- 34°42′5.77″N 131°52′4.16″E﻿ / ﻿34.7016028°N 131.8678222°E
- Type: kofun
- Periods: Kofun period
- Location: Masuda, Shimane, Japan
- Region: San'in

History
- Built: 4th century AD

Site notes
- Elevation: 10 m (33 ft)
- Public access: Yes

= Ōmoto Kofun =

The Ōmoto Kofun Cluster (大元古墳群, Ōmoto Kofun-gun) is a group of Kofun period burial mounds located on the Toda-chō neighborhood of the city of Masuda, Shimane Prefecture in the San'in region of Japan. The cluster was designated a National Historic Site in 2020.

==Overview==
The Ōmoto Kofun cluster is located on a hilly ridge to the east of Masuda city in the western part of Shimane Prefecture. A survey was conducted from 1986 to 1988 and an archaeological excavation from 2015, confirming that the cluster consists of three ancient tumuli. The Ōmoto No.1 Kofun is a zenpō-kōen-fun (前方後円墳), which is shaped like a keyhole, having one square end and one circular end, when viewed from above. With a length of 88 meters, it is one of the largest kofun in the Iwami region. It is orientated to the southwest and there is a ceremonial platform protruding from the north side of the mound. The posterior circular portion is 50 meters in diameter and seven meters in height and was constructed in four tiers. The anterior rectangular portion is 31 meters wide at the end and 24 meters at the construction, and 4.3 meters high and was constructed in two tiers. Rows of cylindrical haniwa and fukiishi were found on the surface, but no trace of moat was found. Based on the mound shape and excavated haniwa, it is estimated to have been built between the end of the 4th century and the beginning of the 5th century, or slightly earlier than the Sukumozuka Kofun.
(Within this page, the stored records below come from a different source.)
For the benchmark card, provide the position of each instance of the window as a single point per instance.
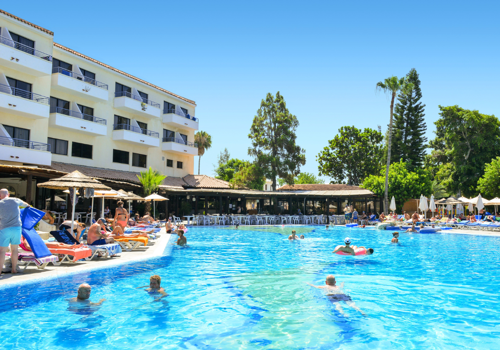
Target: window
(23, 44)
(139, 160)
(58, 105)
(58, 146)
(168, 107)
(20, 88)
(122, 90)
(143, 95)
(121, 123)
(120, 156)
(168, 135)
(184, 138)
(88, 112)
(81, 150)
(87, 76)
(21, 136)
(66, 67)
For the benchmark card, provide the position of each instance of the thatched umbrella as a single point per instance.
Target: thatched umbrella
(74, 180)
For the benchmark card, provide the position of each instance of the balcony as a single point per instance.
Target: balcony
(23, 151)
(178, 145)
(135, 135)
(76, 121)
(23, 103)
(171, 118)
(24, 58)
(136, 104)
(68, 81)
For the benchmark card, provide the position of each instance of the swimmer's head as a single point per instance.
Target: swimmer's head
(84, 290)
(330, 280)
(154, 281)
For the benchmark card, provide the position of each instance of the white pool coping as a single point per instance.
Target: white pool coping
(32, 273)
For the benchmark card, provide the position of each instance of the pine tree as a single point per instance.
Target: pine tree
(408, 140)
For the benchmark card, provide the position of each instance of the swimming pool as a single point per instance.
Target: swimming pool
(247, 289)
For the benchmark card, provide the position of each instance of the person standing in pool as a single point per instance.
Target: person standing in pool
(155, 287)
(345, 248)
(83, 296)
(336, 294)
(182, 241)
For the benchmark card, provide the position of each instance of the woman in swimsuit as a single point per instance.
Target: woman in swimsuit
(121, 216)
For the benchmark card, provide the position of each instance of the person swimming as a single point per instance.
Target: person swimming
(336, 294)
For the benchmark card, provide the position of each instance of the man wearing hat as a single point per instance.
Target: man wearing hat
(345, 248)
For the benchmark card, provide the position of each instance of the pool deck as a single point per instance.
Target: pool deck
(33, 273)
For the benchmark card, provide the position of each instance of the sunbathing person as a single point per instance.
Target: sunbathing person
(345, 248)
(84, 291)
(336, 294)
(182, 241)
(96, 237)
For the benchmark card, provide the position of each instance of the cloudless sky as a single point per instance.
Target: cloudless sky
(325, 57)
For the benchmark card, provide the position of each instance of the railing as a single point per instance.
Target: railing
(79, 115)
(7, 89)
(79, 77)
(25, 48)
(180, 140)
(172, 111)
(136, 97)
(24, 144)
(136, 129)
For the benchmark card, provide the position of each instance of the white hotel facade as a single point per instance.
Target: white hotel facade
(61, 106)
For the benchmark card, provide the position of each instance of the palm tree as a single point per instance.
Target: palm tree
(393, 85)
(150, 180)
(204, 142)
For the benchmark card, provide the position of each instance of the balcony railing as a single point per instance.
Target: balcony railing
(180, 141)
(24, 144)
(136, 129)
(137, 97)
(7, 89)
(172, 111)
(78, 115)
(25, 48)
(79, 77)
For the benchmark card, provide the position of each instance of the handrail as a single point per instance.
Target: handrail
(25, 48)
(136, 129)
(79, 77)
(40, 146)
(179, 140)
(79, 115)
(172, 111)
(7, 89)
(136, 97)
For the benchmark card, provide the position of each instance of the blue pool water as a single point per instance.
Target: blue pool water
(247, 289)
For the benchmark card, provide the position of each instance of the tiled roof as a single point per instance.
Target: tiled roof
(28, 23)
(121, 72)
(320, 187)
(204, 181)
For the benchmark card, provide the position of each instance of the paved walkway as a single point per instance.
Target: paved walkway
(142, 253)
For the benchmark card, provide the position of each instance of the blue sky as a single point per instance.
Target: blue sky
(325, 57)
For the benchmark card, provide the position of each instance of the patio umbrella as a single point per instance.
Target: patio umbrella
(155, 197)
(393, 204)
(74, 180)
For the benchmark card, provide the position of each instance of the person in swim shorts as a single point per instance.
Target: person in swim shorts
(336, 294)
(345, 248)
(395, 236)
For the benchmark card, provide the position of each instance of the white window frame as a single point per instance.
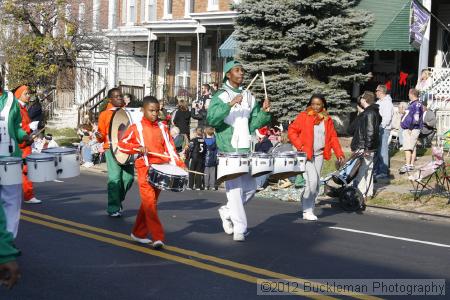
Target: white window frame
(213, 5)
(129, 2)
(148, 3)
(166, 9)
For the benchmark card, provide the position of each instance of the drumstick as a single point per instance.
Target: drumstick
(264, 84)
(251, 82)
(39, 131)
(195, 172)
(152, 153)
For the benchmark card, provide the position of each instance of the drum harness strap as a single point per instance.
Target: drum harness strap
(172, 152)
(5, 120)
(141, 139)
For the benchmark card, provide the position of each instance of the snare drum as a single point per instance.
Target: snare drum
(41, 167)
(67, 161)
(286, 164)
(167, 177)
(120, 121)
(10, 170)
(232, 165)
(261, 164)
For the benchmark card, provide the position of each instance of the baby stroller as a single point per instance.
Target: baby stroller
(350, 198)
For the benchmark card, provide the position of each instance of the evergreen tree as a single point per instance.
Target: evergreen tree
(303, 47)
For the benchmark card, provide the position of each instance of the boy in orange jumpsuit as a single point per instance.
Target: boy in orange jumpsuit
(147, 221)
(22, 93)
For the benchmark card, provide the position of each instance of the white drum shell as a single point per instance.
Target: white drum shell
(67, 163)
(122, 119)
(40, 170)
(261, 165)
(232, 166)
(10, 170)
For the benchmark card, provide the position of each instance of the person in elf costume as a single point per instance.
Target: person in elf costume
(234, 114)
(120, 178)
(22, 93)
(11, 135)
(313, 132)
(145, 138)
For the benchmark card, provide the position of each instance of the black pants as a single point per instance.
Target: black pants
(197, 165)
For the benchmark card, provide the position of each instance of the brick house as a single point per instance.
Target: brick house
(169, 47)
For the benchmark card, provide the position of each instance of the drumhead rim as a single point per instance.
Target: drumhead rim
(67, 151)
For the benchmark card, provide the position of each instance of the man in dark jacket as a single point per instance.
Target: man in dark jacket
(365, 131)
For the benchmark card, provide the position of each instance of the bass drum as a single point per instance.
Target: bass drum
(120, 121)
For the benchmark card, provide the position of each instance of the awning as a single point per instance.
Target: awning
(228, 48)
(390, 31)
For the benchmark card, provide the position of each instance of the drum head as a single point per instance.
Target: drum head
(121, 120)
(170, 169)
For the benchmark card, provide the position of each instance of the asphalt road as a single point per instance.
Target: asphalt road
(73, 250)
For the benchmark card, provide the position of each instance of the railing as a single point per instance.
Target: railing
(138, 92)
(171, 94)
(90, 109)
(399, 91)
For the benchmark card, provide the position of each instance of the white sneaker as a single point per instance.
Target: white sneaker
(226, 222)
(33, 201)
(238, 237)
(309, 216)
(158, 245)
(139, 240)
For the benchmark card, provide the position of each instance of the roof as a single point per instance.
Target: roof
(229, 47)
(390, 31)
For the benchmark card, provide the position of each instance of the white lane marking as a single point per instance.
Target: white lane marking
(391, 237)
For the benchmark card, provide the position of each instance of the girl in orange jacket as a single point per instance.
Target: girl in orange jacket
(313, 132)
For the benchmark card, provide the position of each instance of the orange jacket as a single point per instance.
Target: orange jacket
(301, 135)
(153, 141)
(25, 123)
(104, 119)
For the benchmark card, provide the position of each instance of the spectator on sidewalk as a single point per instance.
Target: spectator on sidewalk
(412, 124)
(313, 132)
(210, 159)
(182, 117)
(196, 156)
(365, 131)
(429, 127)
(381, 168)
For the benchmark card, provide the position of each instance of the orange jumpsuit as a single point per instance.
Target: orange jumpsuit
(147, 220)
(27, 185)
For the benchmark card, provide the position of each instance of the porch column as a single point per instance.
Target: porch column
(425, 47)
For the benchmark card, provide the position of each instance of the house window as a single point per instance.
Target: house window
(168, 9)
(131, 11)
(189, 6)
(213, 5)
(150, 10)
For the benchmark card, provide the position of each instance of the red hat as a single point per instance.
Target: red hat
(262, 132)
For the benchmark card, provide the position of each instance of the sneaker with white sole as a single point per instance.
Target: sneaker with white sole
(140, 240)
(309, 216)
(33, 201)
(157, 245)
(116, 214)
(226, 222)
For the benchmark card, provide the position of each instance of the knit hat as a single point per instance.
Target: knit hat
(20, 90)
(228, 66)
(262, 132)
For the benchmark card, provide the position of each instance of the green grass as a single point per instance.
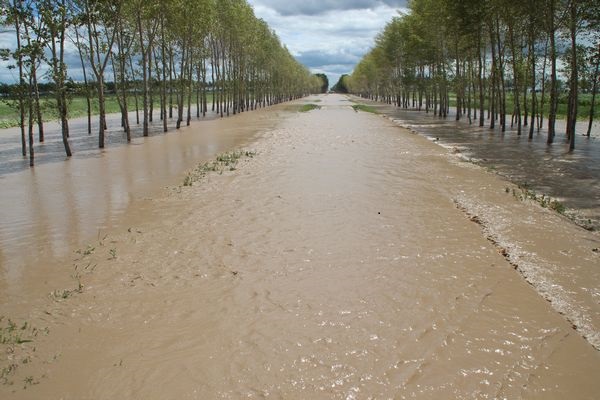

The Ōmoto No.2 Kofun is a round enpun (円墳) style burial mound, and is located adjacent to the front part of the Ōmoto No.1 Kofun. It has a diameter of 15 meters and is 1.2 meters high. Ōmoto No.3 Kofun is also a round enpun-style mound. It has a diameter of 12 meters and is located to the west of the Ōmoto No.2 Kofun.

The tumuli were designated a Shimane Prefectural Historic Sites in 1999, their status was elevated to a National Historic Sites in 2020. The site is located approximately ten minutes by car from Masuda Station JR West San'in Main Line.